Up until recently, we have generally focused on releasing proposals when a particular pre-determined set of features have become stable. As the community has matured, and as we have gained experience, we have developed the belief that it is better to release proposals on a regularly scheduled basis instead.
The rest of this blog post describes our reasoning.
In software development, teams are often tempted to release a new version of their code only after a particular set of features is complete. The problem with this approach is that it often leads to releases occurring at longer and longer intervals.
The syndrome tends to work this way: a particular feature is on the must-have list for a release, but is delayed. A developer of another feature worries that because the gap between releases has increased, it is important that their feature be incorporated before the next release or it may not see the light of day for some time. The work to incorporate this change then delays the release further.
Then, other developers notice that releases are happening at longer and longer intervals, and they in turn become more and more worried that if they don’t get their features into the next release, it might be a very long time before users see it.

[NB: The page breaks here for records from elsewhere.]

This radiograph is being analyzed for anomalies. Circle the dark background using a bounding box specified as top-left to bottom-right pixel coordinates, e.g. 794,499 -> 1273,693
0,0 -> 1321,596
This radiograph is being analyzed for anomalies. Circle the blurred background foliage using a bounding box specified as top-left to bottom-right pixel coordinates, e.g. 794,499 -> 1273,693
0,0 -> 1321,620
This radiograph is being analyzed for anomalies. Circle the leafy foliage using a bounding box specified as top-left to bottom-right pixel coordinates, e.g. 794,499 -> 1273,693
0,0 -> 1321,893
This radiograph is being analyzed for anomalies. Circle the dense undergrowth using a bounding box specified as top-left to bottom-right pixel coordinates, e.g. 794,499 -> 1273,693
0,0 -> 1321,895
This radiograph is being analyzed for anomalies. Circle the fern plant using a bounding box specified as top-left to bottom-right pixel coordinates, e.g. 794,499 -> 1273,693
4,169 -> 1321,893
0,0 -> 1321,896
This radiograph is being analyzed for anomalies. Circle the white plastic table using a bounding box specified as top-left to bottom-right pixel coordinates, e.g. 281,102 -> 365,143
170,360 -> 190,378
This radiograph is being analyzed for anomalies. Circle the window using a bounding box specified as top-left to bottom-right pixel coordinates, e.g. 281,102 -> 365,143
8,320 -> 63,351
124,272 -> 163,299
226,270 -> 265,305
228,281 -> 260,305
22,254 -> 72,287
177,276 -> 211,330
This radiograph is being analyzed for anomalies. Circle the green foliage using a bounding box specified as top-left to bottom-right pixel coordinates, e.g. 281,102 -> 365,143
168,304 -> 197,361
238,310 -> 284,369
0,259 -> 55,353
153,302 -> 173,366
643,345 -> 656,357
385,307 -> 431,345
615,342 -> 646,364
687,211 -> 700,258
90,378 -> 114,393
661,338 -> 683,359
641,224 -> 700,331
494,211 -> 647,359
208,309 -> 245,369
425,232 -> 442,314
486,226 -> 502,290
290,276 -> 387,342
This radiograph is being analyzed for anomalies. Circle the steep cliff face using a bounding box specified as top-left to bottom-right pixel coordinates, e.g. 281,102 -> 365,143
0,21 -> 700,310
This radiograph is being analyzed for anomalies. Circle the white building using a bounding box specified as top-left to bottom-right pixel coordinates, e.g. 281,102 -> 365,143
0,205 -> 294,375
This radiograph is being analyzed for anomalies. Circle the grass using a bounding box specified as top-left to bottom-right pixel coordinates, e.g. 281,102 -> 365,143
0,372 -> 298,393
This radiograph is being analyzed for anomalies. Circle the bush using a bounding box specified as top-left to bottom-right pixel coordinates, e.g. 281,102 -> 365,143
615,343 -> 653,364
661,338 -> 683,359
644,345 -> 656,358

Soon, a vicious cycle is in progress where releases happen further and further apart, first being delayed by months, and then by years.
One remedy that many projects have found for this problem is straightforward: release code regularly, at scheduled intervals rather than when particular features are complete.
The reason this works is also straightforward. If trains leave a station every ten minutes, few people will be worried about missing a train; there will always be another a few minutes later. However, if trains leave without a fixed schedule and at long intervals, people become very paranoid that when the current train leaves, there might not be another for quite some time.
An important feature of Tezos is its ability to evolve without breaking its own rules. Tezos’ on-chain governance provides a neutral mechanism for stakeholders to coordinate and agree on updates to the protocol and its implementation.
Like many blockchain projects, Tezos is an open-source project with contributors from all over the world but, unlike other projects, it provides a mechanism through which anyone can credibly advance proposals without facing the typically insurmountable hurdle of coordinating a hard-fork.
Our teams, alongside many other contributors around the world, have historically collaborated on making ambitious proposals for the Tezos project. Going forward, we have decided to collaborate to submit protocol proposals every few months, which is the interval permitted by the Tezos on-chain amendment process. These will incorporate code that has been completed to our satisfaction by the scheduled date, rather than our introducing new proposals only when a predetermined set of features are finished.
The capacity to evolve is a key distinguishing feature of Tezos. With a scheduled releases approach, protocol proposals will occur with a much more steady cadence. We believe that this will, in turn, allow Tezos to gain the features developers and users have requested on a more dependable timeline.